Nearly 3 years ago I was sitting on a swingset in the middle of the night feeling sorry for myself. The deadline for a gamejam was fast approaching (we had until 5pm) and our game was terrible. After talking about it for an hour or two Jeremy and I came up with a new idea for a game and got to work.

We paired on the first version and got it working at 1:46 am. I know the time because I checked the first working version into a local git repo. It looked like this:

Initial version

The red and blue squares are 'tanks', which are trying to pick up the yellow 'flag' in the middle. You take turns driving a blue or a red tank. Each round the game records your tank's movement and plays it back on subsequent rounds.

This prototype took 189 lines of code to make:

sephsmac:tanksalot josephg$ wc -l  

By the end of the game jam we had this:

tanksalot final version

The gameplay isn't significantly changed but it has art, music & sound effects, a score and some other stuff. The question is: How big do you think the codebase is now?

Take a few moments to think about this.

The answer is 519 lines. Nearly 3 times bigger!

sephsmac:tanksalot josephg$ wc -l  

Wow! There's not 3x the gameplay in the new version. What mental model would have predicted that size increase? Wow - the same amount of code would have resulted in 3 gameplay prototypes!

Other projects

How about Google Chrome? Here's the graph:

lines of code in chrome

Chrome left beta on windows in December 2008 with about 2.5 million lines of code. Now it has 17 million lines, 2.5 million of which were added in the last 18 months. Somehow in the last 18 months the chrome team has added the equivalent complexity of another working copy of google chrome, to chrome. I'm sure there's some new features since then, but I challenge you to name more than 2. I'd be surprised if either of my parents could name any.

Almost every project I look at has this sort of runaway complexity problem. Here's sqlite:

sqlite lines of code

Notice that the graph has the same shape, but the absolute number is much lower. Is that because the problem sqlite solves is fundamentally simpler, or because it only has 1-3 developers?

And the linux kernel:

linux kernel lines of code

Linux has increased its code complexity by 50% in the last 5 years. Other than supporting new hardware I have no idea what any of the new code does.

Why care?

What the hell does all that code do? And why do I have all of it on my computer? Is our job to add code to a product even when its basically done?
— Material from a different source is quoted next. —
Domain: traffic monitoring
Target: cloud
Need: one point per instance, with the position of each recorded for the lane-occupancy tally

I genuinely believe that code size is the number one smell in programming. All else being equal, your power to change a program is inversely proportional to the size of the program. I moved house recently, and I did all my packing the night before. I managed that by simply having most of my possessions in storage in London. The easiest way to reduce clutter is to throw things out.

Alan Kay talks about the difference between complexity (how hard is it to actually solve your actual problem) and complications - which is code you need to actually solve your problem in your language of choice.
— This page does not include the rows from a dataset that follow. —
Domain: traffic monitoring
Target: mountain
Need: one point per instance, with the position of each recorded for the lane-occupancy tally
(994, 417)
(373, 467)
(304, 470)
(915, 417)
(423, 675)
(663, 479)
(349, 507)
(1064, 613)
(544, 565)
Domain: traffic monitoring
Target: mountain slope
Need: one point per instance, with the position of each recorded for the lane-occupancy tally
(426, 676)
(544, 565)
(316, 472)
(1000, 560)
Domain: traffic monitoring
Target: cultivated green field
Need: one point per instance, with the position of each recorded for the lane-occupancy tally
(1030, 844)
Does Chrome really have 20 million lines of complexity? How much of that is simply complications?

Steve Yegge uses the metaphor of clutter in a wardrobe. How much of your code exists to actually solve your problem, and how much exists to keep your boxes organised?

If you can explain your solution to me on a whiteboard, why do I need a million lines of code to express it to the computer?

A final thought: How many lines do you think it would take to make a usable computer system if you wrote one from scratch? Imagine it needs to solve all the standard workflows you use on a daily basis. How do we make that?